Una settimana dopo la conclusione dell’attacco terrorista al complesso commerciale di Riverside termina anche la sindrome della notizia e trovano spazio le prime domande e le prime riflessioni.

I morti sono ufficialmente 21, ma ci sono ancora 19 persone disperse. Ha destato un certo scalpore che tra i terroristi di Nairobi vi fosse il figlio di un sergente dell’esercito keniano, Ali Salim Gichunge, alias Farouk, che si ritiene sia morto nell’attacco del martedì.

LA SCELTA DEL LUOGO non è apparsa casuale, sufficientemente aggredibile e sufficientemente di élite: il centro commerciale è al centro di un quartiere dove sono presenti tre ambasciate occidentali – Australia, Olanda e Germania – che lo hanno reso un popolare ritrovo per diplomatici e ricchi keniani. Ma nel complesso hanno anche sede gli uffici di società internazionali tra cui Colgate Palmolive, Reckitt Benckiser, Pernod Ricard, Dow Chemical e SAP.

La coincidenza della data, 15 gennaio, con il precedente attacco di El Adde in Somalia dove morirono 140 militari keniani è stata interpretata come una risposta alla presenza keniana in Somalia: «Vi attaccheremo finché non ve ne andrete». Tuttavia, il Kenya era entrato in Somalia nell’ottobre 2011 con l’operazione Linda Nchi (proteggi il Paese) dopo che gruppi terroristici somali avevano iniziato a colpire installazioni e civili keniani. Ma forse gli eventi decisivi erano stati il rapimento di due operatori umanitari spagnoli nel campo profughi di Dadaab e il rapimento di una donna francese a Lamu.

DOMENICA c’è stato un ulteriore attacco, sempre da parte di miliziani al Shaabab, nella cittadina di Garissa: un gruppo pesantemente armato ha preso di mira un cantiere di proprietà cinese, ma le guardie e la polizia hanno respinto l’attacco. Mentre è di ieri la notizia dell’arresto di tre sospetti inseriti in una lista dei terroristi «più pericolosi» nella contea di Isiolo. I famigliari hanno, tuttavia, rivendicato l’innocenza dei tre spiegando che sono solo operatori di boda boda (autisti di motorini).

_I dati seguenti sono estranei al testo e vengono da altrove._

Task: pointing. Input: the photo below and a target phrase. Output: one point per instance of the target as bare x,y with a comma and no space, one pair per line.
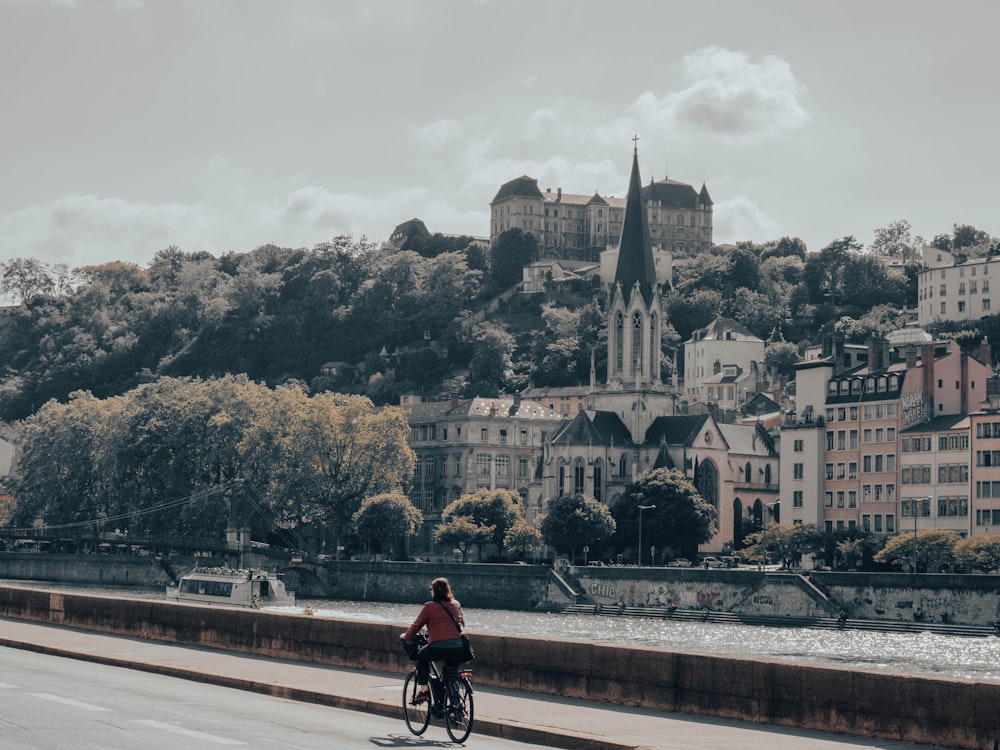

In sintesi, sia a Nairobi che a Garissa e Isiolo, la sicurezza keniana ha mostrato una capacità di reazione crescente. Dopo gli errori del Westgate e le successive azioni di repressione nei confronti della popolazione keniana di origine somala, in gran parte di religione musulmana, il governo ha rischiato di mettersi contro 4 milioni di suoi cittadini. La strategia, come spiegato nel report dell’International Crisis Group, è stata ripensata favorendo il dialogo con i leader delle comunità locali e lavorando soprattutto con azioni di intelligence.

DALL’ALTRA PARTE DEL PAESE, invece, continuano le ricerche della volontaria italiana Silvia Costanza Romano rapita lo scorso 20 novembre nel villaggio di Chakama (vicino la costa di Malindi). Il nuovo comandante della polizia della regione costiera, Marcus Ochola, ha ribadito dopo 62 giorni dal rapimento la sua ferma convinzione che «Silvia è ancora in Kenya e non può essere stata portata in Somalia». La foresta è complicata (clima, comunicazioni…) ha spiegato, facendo ancora appello alla popolazione locale: «Abbiamo bisogno di collaborazione e garantiamo che non ci saranno rischi per gli informatori». Silenzio invece dalla Farnesina. Segno di una delicata trattativa in corso o conferma del buio?